On February 15, 2001, the State charged Seabrooks by information with three counts of felony murder and one count of Class A felony burglary. On December 11, 2002, a jury found Seabrooks guilty on all counts. The trial court merged Seabrooks’ burglary conviction into his felony murder convictions and sentenced him to three consecutive sixty-year sentences to be served in the Department of Correction.

ECF 7-2 at 2-3; State v. Seabrooks, 803 N.E.2d 1190 (Ind. App. 2004). On February 26, 2004, the Court of Appeals of Indiana affirmed the conviction on direct appeal, and Seabrooks did not file a petition to transfer the case to the Indiana Supreme Court. ECF 7-1. On July 3, 2006, Seabrooks filed a petition for post-conviction relief in the St. Joseph Superior Court. ECF 7-3. His petition for post-conviction relief was denied, and Seabrooks did not appeal. Id. On August 30, 2017, Seabrooks filed another petition for post-conviction relief, but the St. Joseph Superior Court dismissed it as an unauthorized successive petition. ECF 7-5. On May 17, 2018, Seabrooks initiated this habeas case by filing a petition. ECF 1. In the petition, Seabrooks asserts that he is entitled to habeas relief because the prosecution failed to disclose that Ronald Carter, a key witness and codefendant, had been threatened and bribed to testify against him (Ground 1). He also asserts that the prosecution failed to disclose information related to his interstate transfer from the

custody of the State of Michigan to the State of Indiana for purposes of his trial -- specifically, the date of the request to transfer, which, in turn, concealed the prosecution’s failure to comply with the timeliness requirements of the Interstate Detainer Act (Ground 2).
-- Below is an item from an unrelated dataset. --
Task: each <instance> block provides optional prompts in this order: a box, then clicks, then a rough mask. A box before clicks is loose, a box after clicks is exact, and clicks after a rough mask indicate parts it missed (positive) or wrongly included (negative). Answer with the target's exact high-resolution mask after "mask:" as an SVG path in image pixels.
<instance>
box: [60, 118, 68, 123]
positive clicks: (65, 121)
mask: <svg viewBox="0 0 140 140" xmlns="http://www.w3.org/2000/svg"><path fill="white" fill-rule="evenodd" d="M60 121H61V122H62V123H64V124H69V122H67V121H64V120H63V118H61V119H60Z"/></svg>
He asserts that certain articles of evidence should have been excluded at trial based on the fruit of the poisonous tree doctrine (Ground 3). The Warden responds that these claims are untimely.

TIMELINESS The statute of limitations for habeas petitions states as follows: (1) A 1-year period of limitation shall apply to an application for a writ of habeas corpus by a person in custody pursuant to the judgment of a State court. The limitation period shall run from the latest of--

(A) the date on which the judgment became final by the conclusion of direct review or the expiration of the time for seeking such review;

(B) the date on which the impediment to filing an application created by State action in violation of the Constitution or laws of the United States is removed, if the applicant was prevented from filing by such State action;

(C) the date on which the constitutional right asserted was initially recognized by the Supreme Court, if the right has been newly recognized by the Supreme Court and made retroactively applicable to cases on collateral review; or

(D) the date on which the factual predicate of the claim or claims presented could have been discovered through the exercise of due diligence.